Far South (Pardes)

Jump to navigation Jump to search

The Far South (also referred to as the Belhavian Far South, Polar South, or Arctic South) is a geographic and ecological expression used in Belhavia by both popular culture and academic scholarship that refers to the bottom quarter of Belhavia proper. The Far South contains the coldest, harshest, and least inhabitable areas of the Empire, and goes from taiga forests and soft tundra home to some residents to barely-hospitable sub-Arctic and Arctic desert-like environments that border the Antarctic Ocean.

Ecologists, climatologists, and biogeographers note that the area consisting of the 'Far South' is on a continuum of climate zones from subarctic to tundra to non-permanent ice.

The Far South is usually barren of human habitation and settlement outside of narrow corridors of development. It includes three provinces, all among the three lowest in population and broadest in geographic landmass with low residents per-capita: the Weissland Islands (~855,000), Arkania (~990,000), and South Adrania (~451,000).
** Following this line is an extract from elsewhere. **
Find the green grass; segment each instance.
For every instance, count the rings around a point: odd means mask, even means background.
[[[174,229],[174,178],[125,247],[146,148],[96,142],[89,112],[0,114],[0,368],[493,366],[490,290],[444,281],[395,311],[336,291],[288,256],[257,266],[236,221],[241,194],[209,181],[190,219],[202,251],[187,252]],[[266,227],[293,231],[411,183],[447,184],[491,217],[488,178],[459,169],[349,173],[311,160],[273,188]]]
The population numbers may be deceiving because official resident counts are taken in the summer months, when populations balloon in the south in resource extraction activities, the primary industry.

Gold, copper, iron ore, coal, precious metals, and other valuable minerals are plentiful in the mountainous and ice-filled Far South, and companies truck workers out there through the late spring, summer, and early fall months to perform most of the mineral extraction and mining before some mines must close because of the harsh polar winter conditions.

The city of Port Adrian is the south-most major city in Belhavia proper, and operates a year-round port and maritime activities, though the surrounding seas become dangerous and ice-filled during the deep of the winter months. Small historic fishing villages, religious communities, suburban Port Adrian towns, and company mining towns fill out the rest of the human development in the region.

The climate band found here has similar climatic effects on adjacent southern Tippercommon lands.